How Video Games are Bad for Your Brain

Beware of the what video games are doing to your brain, or to the brain of your child!

In Nicholas Carr’s book Utopia is Creepy, he has a chapter called ‘Grand Theft Attention’, where he reviews the latest research on video games and the brain. The chapter is a reprint of his 2011 blog post ‘Grand Theft Attention: video games and the brain.’

A 2009 study by a different group of Iowa State researchers, published in Psychophysiology, investigated the effects of video-gaming on cognitive control, through experiments with 51 young men, both heavy gamers and light gamers. The study indicated that video-gaming has little effect on “reactive” cognitive control – the ability to respond to some event after it happens.

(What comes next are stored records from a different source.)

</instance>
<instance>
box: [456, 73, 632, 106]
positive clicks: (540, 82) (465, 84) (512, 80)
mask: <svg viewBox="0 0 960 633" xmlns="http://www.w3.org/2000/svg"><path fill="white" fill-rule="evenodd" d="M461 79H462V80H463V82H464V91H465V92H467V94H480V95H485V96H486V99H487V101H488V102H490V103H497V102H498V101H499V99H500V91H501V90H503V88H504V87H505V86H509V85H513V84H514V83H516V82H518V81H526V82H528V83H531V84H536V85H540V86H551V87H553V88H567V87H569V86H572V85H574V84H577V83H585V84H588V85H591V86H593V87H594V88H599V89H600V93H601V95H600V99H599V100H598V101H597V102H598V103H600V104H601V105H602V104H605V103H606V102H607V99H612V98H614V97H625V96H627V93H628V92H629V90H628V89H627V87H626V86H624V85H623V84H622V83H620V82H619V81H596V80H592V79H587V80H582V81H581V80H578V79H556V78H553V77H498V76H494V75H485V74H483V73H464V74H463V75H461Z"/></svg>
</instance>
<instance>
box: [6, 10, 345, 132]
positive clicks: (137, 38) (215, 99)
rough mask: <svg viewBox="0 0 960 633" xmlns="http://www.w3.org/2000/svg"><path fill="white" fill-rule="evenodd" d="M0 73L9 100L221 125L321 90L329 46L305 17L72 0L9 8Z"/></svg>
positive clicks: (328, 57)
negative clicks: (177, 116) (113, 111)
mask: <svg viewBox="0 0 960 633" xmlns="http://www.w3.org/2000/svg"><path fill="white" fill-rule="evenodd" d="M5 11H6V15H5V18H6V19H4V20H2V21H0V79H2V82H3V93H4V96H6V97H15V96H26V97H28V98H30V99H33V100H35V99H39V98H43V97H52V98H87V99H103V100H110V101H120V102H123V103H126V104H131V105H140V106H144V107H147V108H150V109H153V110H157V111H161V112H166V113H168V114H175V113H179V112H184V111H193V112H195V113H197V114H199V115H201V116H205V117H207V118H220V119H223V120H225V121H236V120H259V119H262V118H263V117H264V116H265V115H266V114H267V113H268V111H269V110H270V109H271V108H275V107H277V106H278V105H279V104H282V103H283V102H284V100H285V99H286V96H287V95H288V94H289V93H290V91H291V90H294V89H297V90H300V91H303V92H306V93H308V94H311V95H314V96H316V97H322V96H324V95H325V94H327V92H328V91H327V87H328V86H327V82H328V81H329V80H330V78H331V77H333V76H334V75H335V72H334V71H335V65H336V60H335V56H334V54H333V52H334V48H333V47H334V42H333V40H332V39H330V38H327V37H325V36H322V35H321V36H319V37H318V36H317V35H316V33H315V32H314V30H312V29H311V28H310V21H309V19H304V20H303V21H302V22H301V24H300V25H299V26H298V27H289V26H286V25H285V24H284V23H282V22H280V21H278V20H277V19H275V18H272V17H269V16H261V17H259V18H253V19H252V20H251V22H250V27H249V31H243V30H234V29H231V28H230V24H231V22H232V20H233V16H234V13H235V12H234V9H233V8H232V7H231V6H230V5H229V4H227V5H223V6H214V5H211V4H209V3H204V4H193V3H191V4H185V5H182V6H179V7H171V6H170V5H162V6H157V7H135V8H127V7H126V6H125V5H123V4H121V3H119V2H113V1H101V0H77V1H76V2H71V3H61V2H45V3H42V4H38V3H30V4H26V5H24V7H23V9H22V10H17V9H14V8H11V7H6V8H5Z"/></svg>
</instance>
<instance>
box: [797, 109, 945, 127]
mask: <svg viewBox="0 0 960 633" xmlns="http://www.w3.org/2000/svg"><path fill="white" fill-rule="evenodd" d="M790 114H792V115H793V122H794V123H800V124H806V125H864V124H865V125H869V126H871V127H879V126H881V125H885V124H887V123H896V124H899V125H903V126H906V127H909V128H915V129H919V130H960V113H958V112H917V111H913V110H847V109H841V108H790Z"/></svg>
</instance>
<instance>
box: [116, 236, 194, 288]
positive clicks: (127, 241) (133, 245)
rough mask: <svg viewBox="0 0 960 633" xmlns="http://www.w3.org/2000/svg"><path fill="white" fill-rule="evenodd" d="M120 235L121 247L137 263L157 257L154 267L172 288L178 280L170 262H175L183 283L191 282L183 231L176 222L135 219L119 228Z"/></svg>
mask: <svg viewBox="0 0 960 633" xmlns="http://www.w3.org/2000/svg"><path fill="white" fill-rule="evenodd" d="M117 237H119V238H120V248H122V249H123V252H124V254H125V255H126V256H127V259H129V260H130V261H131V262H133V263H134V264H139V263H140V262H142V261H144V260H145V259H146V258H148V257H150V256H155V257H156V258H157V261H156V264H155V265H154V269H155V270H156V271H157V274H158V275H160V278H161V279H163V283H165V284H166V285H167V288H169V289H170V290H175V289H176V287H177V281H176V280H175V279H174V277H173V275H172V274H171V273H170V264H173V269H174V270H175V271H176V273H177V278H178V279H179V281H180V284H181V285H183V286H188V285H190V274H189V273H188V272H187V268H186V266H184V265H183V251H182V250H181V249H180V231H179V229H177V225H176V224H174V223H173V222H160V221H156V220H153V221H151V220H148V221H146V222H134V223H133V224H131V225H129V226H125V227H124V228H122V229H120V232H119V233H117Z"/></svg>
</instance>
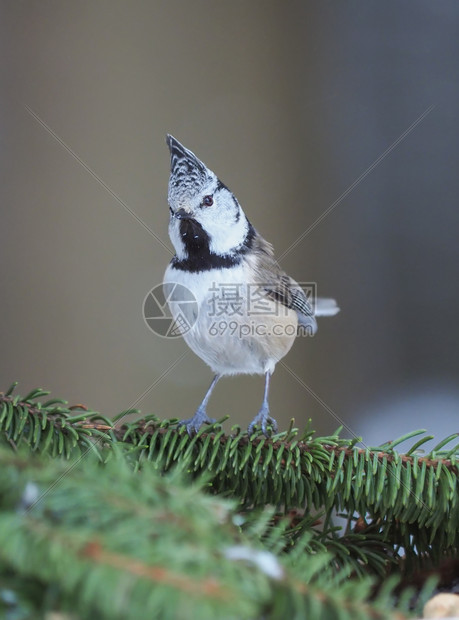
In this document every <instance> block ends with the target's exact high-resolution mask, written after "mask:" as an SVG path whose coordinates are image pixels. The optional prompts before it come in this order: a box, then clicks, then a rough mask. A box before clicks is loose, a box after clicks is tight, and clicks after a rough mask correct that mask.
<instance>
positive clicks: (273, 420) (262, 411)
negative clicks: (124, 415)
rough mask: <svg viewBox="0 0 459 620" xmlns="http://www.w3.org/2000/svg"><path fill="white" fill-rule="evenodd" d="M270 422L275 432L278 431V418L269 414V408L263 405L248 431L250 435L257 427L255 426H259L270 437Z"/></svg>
mask: <svg viewBox="0 0 459 620" xmlns="http://www.w3.org/2000/svg"><path fill="white" fill-rule="evenodd" d="M268 424H270V425H271V428H272V430H273V432H274V433H277V422H276V420H275V419H274V418H272V417H271V416H270V415H269V409H268V408H267V407H262V408H261V409H260V411H259V412H258V413H257V415H256V416H255V417H254V418H253V420H252V421H251V422H250V424H249V428H248V429H247V432H248V434H249V435H251V434H252V433H253V431H254V429H255V426H259V427H260V428H261V431H262V433H263V435H266V437H268V436H269V433H268Z"/></svg>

But when it comes to “proactive” cognitive control – the ability to plan and adjust one’s behavior in advance of an event or stimulus – video-gaming has a significant negative effect. “The negative association between video game experience and proactive cognitive control,” the researchers write, “is interesting in the context of recent evidence demonstrating a similar correlation between video game experience and self-reported measures of attention deficits and hyperactivity. Together, these data may indicate that the video game experience is associated with a decrease in the efficiency of proactive cognitive control that supports one’s ability to maintain goal-directed action when the environment is not intrinsically engaging.” Video gamers, in other words, seem to have a difficult time staying focused on a task that doesn’t involve constant incoming stimuli. Their attention wavers.